CQ Politics' David Nather suggests that this was not the way to be considered for the vice presidential slot in an Obama general election campaign.

Clinton later issued a halfhearted apology, saying that she regretted that anyone found her remarks offensive, particularly the Kennedy family. She pointedly did not mention Barack Obama.

Clinton's rhetoric concerning her efforts to seat the Florida and Michigan delegates was widely regarded as ironic — both because she (and Obama) had agreed not to campaign in either state after the DNC sanctioned them for holding their primaries too early, and because her position devalued the votes of many who legitimately supported Obama, including a large percentage of African Americans.

As Jonathan Chait wrote in The New Republic:

Obama not campaigning, organizing, or advertizing in those states hurt him, and helped the more familiar candidate in Clinton. She decided to campaign to change the rules only after it became her interest to do so.

This gambit by Clinton is simply an attempt to steal the nomination. It's obviously not going to work, because Democratic superdelegates don't want to commit suicide. But this episode is very revealing about Clinton's character. I try not to make moralistic characterological judgments about politicians, because all politicians compromise their ideals in the pursuit of power. There are no angels in this business. Clinton's gambit, however, truly is breathtaking.

If she's consciously lying, it's a shockingly cynical move. I don't think she's lying. I think she's so convinced of her own morality and historical importance that she can whip herself into a moralistic fervor to support nearly any position that might benefit her, however crass and sleazy. It's not just that she's convinced herself it's okay to try to steal the nomination, she has also appropriated the most sacred legacies of liberalism for her effort to do so. She is proving herself temperamentally unfit for the presidency.

And if there was any doubt of her temperamental unfitness, today's invocation of the specter of assassination should have dispelled them.

Historical Analogy Doesn't Hold; Clinton Blames Obama

Clinton claimed she referenced Robert Kennedy's assassination because it represented a primary that was decided late. In fact, as The New Republic's Marty Peretz notes, despite Kennedy's narrow victory in California in 1968, Hubert Humphrey had more delegates before and after the assassination, and was the eventual nominee.

[T]he one and only reason for Hillary to allude Kennedy's death was to raise the specter of Obama's death. Like reminding us that her support came from hard-working white Americans. And his from shiftless and lazy black Americans, no doubt.

Meanwhile, the Clinton campaign hasn't addressed that the remark came in the context of a campaign in which there have already been threats against Obama, and Hillary has not personally apologized to him.

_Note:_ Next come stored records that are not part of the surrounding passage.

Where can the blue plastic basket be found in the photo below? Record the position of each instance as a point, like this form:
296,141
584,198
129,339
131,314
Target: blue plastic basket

Instead, Bush- and Rove-like, they want to blame the Obama campaign for trying to "take these words out of context," and for distributing Keith Olbermann's commentary from May 23.

Clinton Remark Renews Discussion of Obama Safety Concerns

The NY Times notes that Clinton's comments "touched on one of the most sensitive aspects of the current presidential campaign — concern for Mr. Obama’s safety."

Concerns about Mr. Obama’s safety led the Secret Service to give him protection last May, before it was afforded to any other presidential candidate, although Mrs. Clinton had protection, too, in her capacity as a former first lady. Mr. Obama’s wife, Michelle, voiced concerns about his safety before he was elected to the Senate, and some black voters have even said such fears weighed on their decision of whether to vote for him.

It was against that backdrop that Mrs. Clinton’s mentioning the Kennedy assassination in the same breath as her own political fate struck some as going too far. Representative James E. Clyburn of South Carolina, an uncommitted superdelegate, said through a spokeswoman that the comments were “beyond the pale.”